De toute façon, il ne connaît pas son nom. Son itinéraire, encore moins. Peu importe. Son regard de gosse vieillie, de femme brisée, son charabia d'alcoolique optimiste et ses gestes désespérément chaleureux lui font, quand il la croise, comprendre tout ce qu'il y a à comprendre. Il la connaît depuis toujours, c'est-à-dire depuis qu'il vit dehors. Alors escortée par un corniaud qui venait de mettre bas, elle lui avait permis d'adopter Mickey. Depuis, une pudique complicité s'était installée entre eux. La chienne de Mlle Brigitte s'était un jour volatilisée, sans qu'aucune explication ne soit jamais donnée par sa propriétaire. Même violemment imbibé, Matthieu ne se serait jamais autorisé à interroger la vieille femme, devinant la scandaleuse souffrance qu'elle avait provoquée. S'il veut la rencontrer, il lui suffit de vagabonder entre la Gare de l'Est et la Gare du Nord, où les cartons de la douairière sont posés depuis Mathusalem. À croire que cette fervente disciple de Bacchus a fini par adopter les mœurs territoriaux de ses bestioles préférées.

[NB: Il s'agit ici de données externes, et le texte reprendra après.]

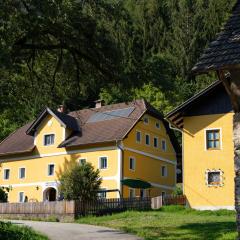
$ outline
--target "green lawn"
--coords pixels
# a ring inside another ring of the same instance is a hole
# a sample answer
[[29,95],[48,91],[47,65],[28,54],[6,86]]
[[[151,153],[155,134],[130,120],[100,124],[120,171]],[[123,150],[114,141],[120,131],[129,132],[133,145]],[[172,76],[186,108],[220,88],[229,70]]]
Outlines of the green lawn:
[[236,239],[235,212],[227,210],[196,211],[169,206],[158,211],[85,217],[77,222],[121,229],[146,240]]
[[29,227],[18,226],[9,222],[0,222],[0,239],[2,240],[48,240]]

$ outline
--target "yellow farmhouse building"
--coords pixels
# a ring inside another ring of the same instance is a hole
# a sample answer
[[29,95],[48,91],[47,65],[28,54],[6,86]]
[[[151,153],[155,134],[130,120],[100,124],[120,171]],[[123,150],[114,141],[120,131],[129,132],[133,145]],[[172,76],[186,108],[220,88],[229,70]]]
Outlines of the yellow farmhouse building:
[[234,209],[233,112],[214,82],[167,115],[182,131],[183,192],[196,209]]
[[144,100],[97,103],[68,114],[46,108],[1,142],[0,185],[8,189],[9,202],[54,201],[58,173],[78,161],[100,169],[104,190],[118,189],[124,197],[149,194],[122,186],[121,180],[131,178],[149,182],[151,196],[169,194],[176,183],[178,149],[168,123]]

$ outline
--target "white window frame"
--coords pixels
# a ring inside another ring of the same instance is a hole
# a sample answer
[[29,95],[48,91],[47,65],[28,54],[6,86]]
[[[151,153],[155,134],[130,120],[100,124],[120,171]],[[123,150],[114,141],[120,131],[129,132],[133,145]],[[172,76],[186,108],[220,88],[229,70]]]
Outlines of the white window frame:
[[[48,135],[53,135],[54,136],[53,144],[45,145],[45,136],[48,136]],[[56,134],[55,133],[46,133],[46,134],[43,135],[43,146],[44,147],[53,146],[55,144],[55,140],[56,140]]]
[[[130,168],[130,166],[131,166],[131,164],[130,164],[131,159],[133,160],[133,167],[134,167],[133,169]],[[135,157],[129,157],[129,170],[133,171],[133,172],[136,170],[136,158]]]
[[142,198],[147,197],[147,189],[141,188],[141,189],[139,190],[139,196],[140,196],[140,197],[141,197],[141,191],[143,191],[143,196],[142,196]]
[[[24,171],[25,171],[25,174],[24,174],[24,177],[21,177],[21,169],[25,169]],[[26,178],[26,167],[20,167],[20,168],[18,168],[18,178],[19,179],[25,179]]]
[[[149,137],[149,144],[147,144],[147,141],[146,141],[146,137],[147,137],[147,136]],[[144,140],[145,140],[145,145],[146,145],[146,146],[150,146],[150,145],[151,145],[151,137],[150,137],[150,134],[145,133],[145,139],[144,139]]]
[[[158,126],[157,126],[157,124],[158,124]],[[156,127],[157,129],[160,129],[160,128],[161,128],[161,124],[160,124],[159,121],[158,121],[158,122],[155,122],[155,127]]]
[[[9,178],[5,178],[5,171],[6,170],[9,170]],[[11,169],[10,168],[4,168],[3,169],[3,180],[8,181],[10,179],[10,175],[11,175]]]
[[[145,120],[147,120],[147,122],[145,122]],[[149,117],[144,116],[144,117],[143,117],[143,123],[144,123],[145,125],[149,125]]]
[[[163,175],[163,168],[165,168],[165,174]],[[161,166],[161,176],[162,177],[167,177],[168,176],[168,168],[166,165]]]
[[[20,201],[20,193],[23,193],[23,201]],[[24,201],[25,201],[25,193],[23,191],[18,192],[18,202],[19,203],[24,203]]]
[[[134,197],[131,197],[131,191],[133,191]],[[136,191],[134,188],[128,188],[128,197],[129,198],[135,198],[136,197]]]
[[[49,170],[50,170],[50,165],[53,165],[54,167],[53,167],[53,175],[49,175]],[[48,163],[48,165],[47,165],[47,176],[48,177],[52,177],[52,176],[55,176],[55,163]]]
[[[165,142],[165,149],[163,149],[162,143]],[[161,150],[166,152],[167,151],[167,140],[165,138],[161,139]]]
[[[137,140],[137,133],[140,133],[140,141]],[[142,142],[142,132],[139,130],[136,130],[136,143],[141,143]]]
[[85,163],[86,163],[86,162],[87,162],[87,158],[79,158],[79,159],[78,159],[78,163],[79,163],[79,165],[81,165],[81,166],[83,165],[82,162],[81,162],[82,160],[85,160]]
[[[208,173],[211,172],[219,172],[220,173],[220,183],[219,184],[209,184],[208,183]],[[223,171],[221,169],[208,169],[205,172],[205,182],[208,187],[222,187],[224,185],[223,183]]]
[[[107,167],[106,168],[101,168],[101,158],[106,158],[107,159]],[[98,168],[101,169],[101,170],[106,170],[108,169],[108,157],[107,156],[100,156],[98,158]]]
[[[155,140],[155,139],[157,139],[157,146],[154,145],[154,140]],[[158,139],[158,137],[156,137],[156,136],[153,137],[153,147],[154,147],[154,148],[159,148],[159,139]]]
[[[211,149],[208,149],[207,148],[207,131],[214,131],[214,130],[219,130],[219,138],[220,138],[220,141],[219,141],[219,148],[211,148]],[[205,128],[204,129],[204,150],[205,151],[214,151],[214,150],[222,150],[222,128],[221,127],[218,127],[218,128]]]

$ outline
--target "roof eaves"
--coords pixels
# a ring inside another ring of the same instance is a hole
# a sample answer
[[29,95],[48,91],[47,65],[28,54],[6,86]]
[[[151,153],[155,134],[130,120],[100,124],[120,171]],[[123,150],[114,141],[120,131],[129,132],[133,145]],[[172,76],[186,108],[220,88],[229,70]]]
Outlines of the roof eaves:
[[209,91],[211,91],[212,89],[214,89],[216,86],[220,85],[221,81],[217,80],[215,82],[213,82],[211,85],[209,85],[207,88],[201,90],[199,93],[195,94],[194,96],[192,96],[191,98],[189,98],[187,101],[183,102],[181,105],[177,106],[176,108],[174,108],[171,112],[169,112],[168,114],[166,114],[165,118],[169,118],[172,115],[180,112],[181,110],[185,109],[186,107],[188,107],[189,105],[191,105],[195,100],[197,100],[199,97],[203,96],[204,94],[208,93]]

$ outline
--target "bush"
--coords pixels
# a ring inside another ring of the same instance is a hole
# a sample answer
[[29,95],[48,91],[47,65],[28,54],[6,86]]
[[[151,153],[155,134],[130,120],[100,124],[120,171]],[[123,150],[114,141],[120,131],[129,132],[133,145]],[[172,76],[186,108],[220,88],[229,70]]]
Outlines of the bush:
[[0,222],[0,239],[4,240],[48,240],[29,227],[19,227],[10,222]]
[[0,187],[0,202],[7,202],[8,195],[3,188]]

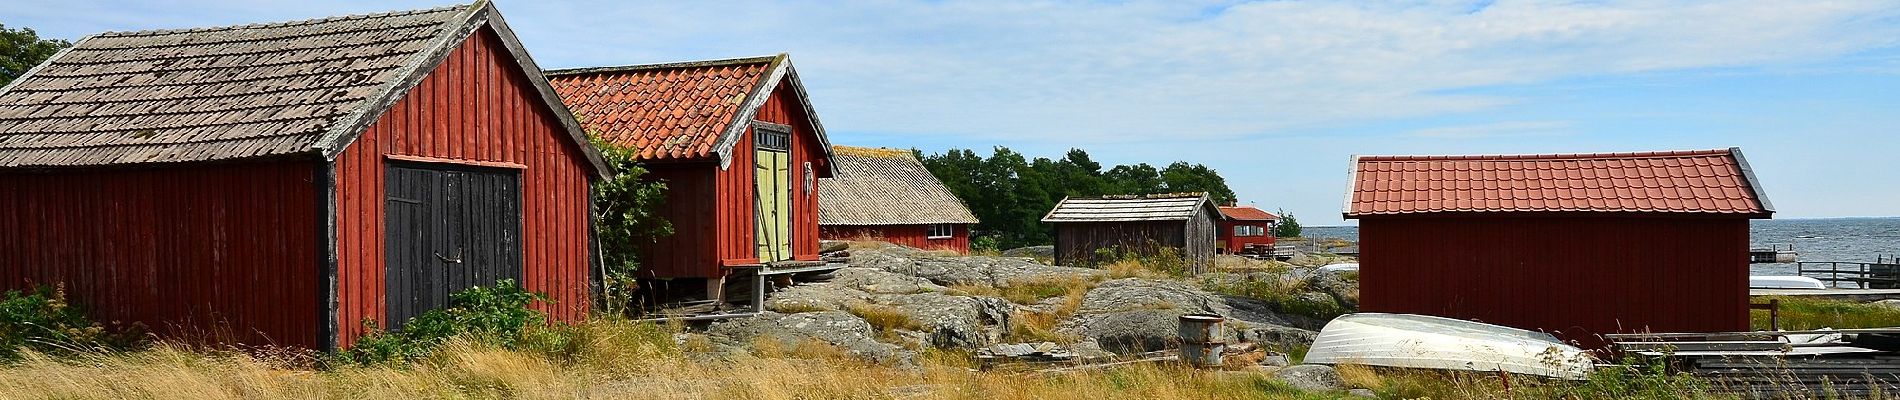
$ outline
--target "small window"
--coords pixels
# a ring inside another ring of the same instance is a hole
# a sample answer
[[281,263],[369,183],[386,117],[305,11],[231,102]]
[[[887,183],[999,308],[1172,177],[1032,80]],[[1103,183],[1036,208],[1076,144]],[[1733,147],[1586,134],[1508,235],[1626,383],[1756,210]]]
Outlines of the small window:
[[951,225],[951,224],[931,224],[930,225],[929,236],[931,239],[949,239],[951,236],[956,236],[956,235],[957,235],[956,225]]
[[1234,225],[1234,236],[1247,236],[1247,228],[1246,225]]
[[759,150],[788,151],[792,148],[792,135],[790,132],[780,131],[777,128],[763,125],[754,126],[752,132],[753,138],[756,139],[754,140],[754,146],[757,146]]

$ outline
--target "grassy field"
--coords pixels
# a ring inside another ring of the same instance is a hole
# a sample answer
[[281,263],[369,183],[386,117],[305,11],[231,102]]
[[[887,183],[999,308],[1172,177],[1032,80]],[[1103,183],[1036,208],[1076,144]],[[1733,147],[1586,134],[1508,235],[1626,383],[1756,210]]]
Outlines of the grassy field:
[[[1761,304],[1771,299],[1781,301],[1781,329],[1784,330],[1900,327],[1900,308],[1880,304],[1790,296],[1752,300]],[[1768,329],[1768,311],[1749,311],[1749,325],[1756,330]]]
[[[898,368],[824,343],[759,343],[718,360],[675,345],[672,329],[589,322],[562,349],[451,341],[411,364],[324,365],[320,357],[158,345],[118,354],[28,354],[0,366],[5,399],[667,398],[667,399],[1301,399],[1265,374],[1144,364],[1062,374],[989,373],[966,354],[926,352]],[[697,349],[705,350],[705,349]]]

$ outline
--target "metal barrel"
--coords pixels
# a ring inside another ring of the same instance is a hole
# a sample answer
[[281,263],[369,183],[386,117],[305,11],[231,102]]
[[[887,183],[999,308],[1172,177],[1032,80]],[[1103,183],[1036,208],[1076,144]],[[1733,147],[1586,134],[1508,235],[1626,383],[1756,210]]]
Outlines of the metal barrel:
[[1188,314],[1180,319],[1181,359],[1200,367],[1221,365],[1221,351],[1227,349],[1226,318],[1211,314]]

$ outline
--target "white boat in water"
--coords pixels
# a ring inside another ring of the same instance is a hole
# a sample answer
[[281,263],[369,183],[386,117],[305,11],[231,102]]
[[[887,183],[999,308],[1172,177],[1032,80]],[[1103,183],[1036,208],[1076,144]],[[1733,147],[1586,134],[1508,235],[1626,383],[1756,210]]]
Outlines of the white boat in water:
[[1749,289],[1827,289],[1820,279],[1805,276],[1749,275]]
[[1334,318],[1306,352],[1314,364],[1504,371],[1584,379],[1589,353],[1548,333],[1413,314],[1358,313]]

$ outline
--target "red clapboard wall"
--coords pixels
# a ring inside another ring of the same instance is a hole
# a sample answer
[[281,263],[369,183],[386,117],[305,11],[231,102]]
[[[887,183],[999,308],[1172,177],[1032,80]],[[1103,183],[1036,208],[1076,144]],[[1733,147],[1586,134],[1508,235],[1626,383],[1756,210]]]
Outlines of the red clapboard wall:
[[951,224],[948,238],[930,238],[929,225],[837,225],[823,227],[826,240],[881,240],[924,250],[950,250],[970,253],[970,225]]
[[549,295],[553,318],[588,310],[591,173],[579,147],[494,32],[484,27],[336,160],[337,328],[348,346],[383,320],[385,164],[427,160],[521,169],[521,284]]
[[60,286],[102,322],[171,338],[316,347],[317,171],[280,161],[0,175],[0,289]]
[[1365,218],[1360,310],[1559,333],[1748,329],[1748,220]]
[[[797,260],[818,259],[818,194],[816,183],[813,187],[805,185],[804,165],[811,163],[812,170],[823,171],[830,168],[824,158],[823,144],[812,131],[811,123],[805,120],[803,107],[798,103],[796,94],[788,84],[781,82],[772,90],[772,97],[759,108],[754,119],[792,127],[791,165],[795,175],[792,185],[792,256]],[[716,204],[703,204],[700,207],[717,207],[718,263],[698,264],[707,267],[701,274],[683,275],[685,277],[718,277],[724,273],[719,266],[753,264],[759,262],[757,247],[757,228],[753,213],[758,206],[753,195],[753,178],[756,176],[752,165],[752,129],[747,128],[738,144],[733,146],[732,166],[714,172],[717,180],[718,201]]]

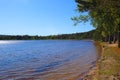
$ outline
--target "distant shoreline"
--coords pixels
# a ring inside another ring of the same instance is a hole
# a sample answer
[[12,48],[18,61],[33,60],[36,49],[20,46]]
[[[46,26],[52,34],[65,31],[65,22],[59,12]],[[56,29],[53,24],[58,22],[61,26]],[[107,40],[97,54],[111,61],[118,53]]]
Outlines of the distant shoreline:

Pour l'heure, loin de la respectable édentée, Matthieu et Mickey ont repris leur marche, explorant les ruelles, recherchant les zones sombres et inaccessibles des immeubles se présentant à eux. Un endroit où dormir sans être dérangé, sans être chassé. Chaque soir, le même rituel, la même quête. Les mêmes jurons contre les interphones. La même concentration portée, aussi, au balayage visuel de la chaussée, espérant toujours trouver la pièce perdue par un hypothétique promeneur malchanceux. Soudain, Matthieu décrète que ce renfoncement-ci fera l'affaire. La prudence, règle d'or de toute survie, semble emportée par la piquette. La rue choisie, en effet, est proche d'un boulevard animé. Le passage nocturne risque d'être soutenu. Les rencontres malheureuses, quasi-certaines. Des jeunes gens ivres de bonne famille à la sortie d'un club, quelques policiers trop stressés et les bleus peuvent fleurir si rapidement... Mickey s'allonge sur le vieux plaid balancé sur l'asphalte. Matthieu s'éloigne, cahin-caha, déféquer loin des lampadaires. Puis il revient se coucher sur le bitume.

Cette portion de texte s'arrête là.